И весь грандиозный замысел Ибсена суживается. Рерих, писавший декорации к Гюнту и принимавший ближайшее участие в постановке, трактует «Пер Гюнта» как «песнь о красоте и радости священного очага» Гюнт погиб, по мнению Рериха, потому, что разрушил священный очаг, уготованный ему Сольвейг. «Беспутный парень» наказан за то, что не женился на Сольвейг. Большое основание предполагать, что Рерих пришел к этому заключению глядя на г. Леонидова — Гюнта. Слишком уж глубоко запрятал г. Леонидов «песни не спетые», «мысли не высказанные», «слезы не выплаканные» Гюнтом. В духе понимания Рериха была и Сольвейг — г-жa Коренева. Что это за трогательный, нежный образ, что за чудная, чистая девушка. Но… ведь это только добродетельная Гретхен, а не вечная женственность, не олицетворение материнства, как мировой творческой силы.
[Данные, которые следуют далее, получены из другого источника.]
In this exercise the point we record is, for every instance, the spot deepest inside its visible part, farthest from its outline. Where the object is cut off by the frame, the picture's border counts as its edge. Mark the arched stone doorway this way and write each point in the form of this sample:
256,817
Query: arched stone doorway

Трогательный образ создает г-жa Халюгина — Озе. Не мешает ей больше оттенить «наследственную» чертy, — увлечение фантастикой и дать больше дряхлости, болезненности перед смертью.

Пастушки слишком воздушны и изящны. Здесь нужны вакханки Рубенса, а не босоножки Дункановского толка.

Декорации интересны по замыслу, но не везде достойны Рериха по исполнению. В 1-ой картине, напр., слишком ярки «французская зелень» и фиолетовые тени. Чарующая и едва ли не лучшая декорация — избушка в сосновом бору зимой. Летний вид той же избушки интересен, но краски не достигают в своей яркости той гармонии, которую привыкли мы видеть на полотнах г. Рериха.

По отношению к музыке Грига художественный театр совершил смертный грех, которому нет объяснения и прощения. Для меня остается совершенно загадочным, как мог мировой образцовый театр так бесцеремонно обойтись с гениальным художественным произведением Грига?

Рвать на части музыкальное произведение, «отрезать» треть его и надшивать начало, совершенно разрушая музыкальную конструкцию, это такое же варварство, как если бы вырезать кусок «неба» из полотна гениального живописца только для того, чтобы употребить этот кусок на декорацию. Правда, Григ, к счастью не умрет от этой операции, но, ведь, и живет-то он только тогда, когда звучит его музыка!

Слишком больно за Грига! Вот примеры печального «приспособления». «Танец во дворце короля гор». Пещера. Лежат тролли. Начинается музыка из сюиты Грига. Учащается темп (вообще взятый медленно) и тролли оживают, двигаются. Музыка растет и ждешь, что тролли поднимутся, сольются в бешеную пляску, так гармонирующую с музыкой Грига. Ничуть не бывало.

Когда Григ завладел вами совершенно, музыка вдруг «на пол слове» обрывается и умолкает, входит Гюнт и начинаются «разговоры». Это действует как ушат холодной воды. Чудеснейшая «смерть Озе» обрезана и надшита. Этого, во всяком случае, можно было избежать, вводя музыку позже, с таким расчетом, чтобы она оканчивалась с последними словами Гюнта. «Песнь Сольвейг» — одна из лучших мелодий, какие знает мир, заглушается «мелодекламацией» артистки, причем, не соблюдено даже соответствие ритма.

Я привел лишь более яркиe примеры. Только в одном случае музыка оказалась на месте, — когда она была только интродукцией перед поднятием занавеса, почти во всех остальных она не сливалась с действием.

В сравнении с тем, что сделал художественный театр ранее, «Пер Гюнт» не является шагом вперед, но это не мешает «Пер Гюнту» быть шедевром в сравнении со всем тем, что не художественный театр.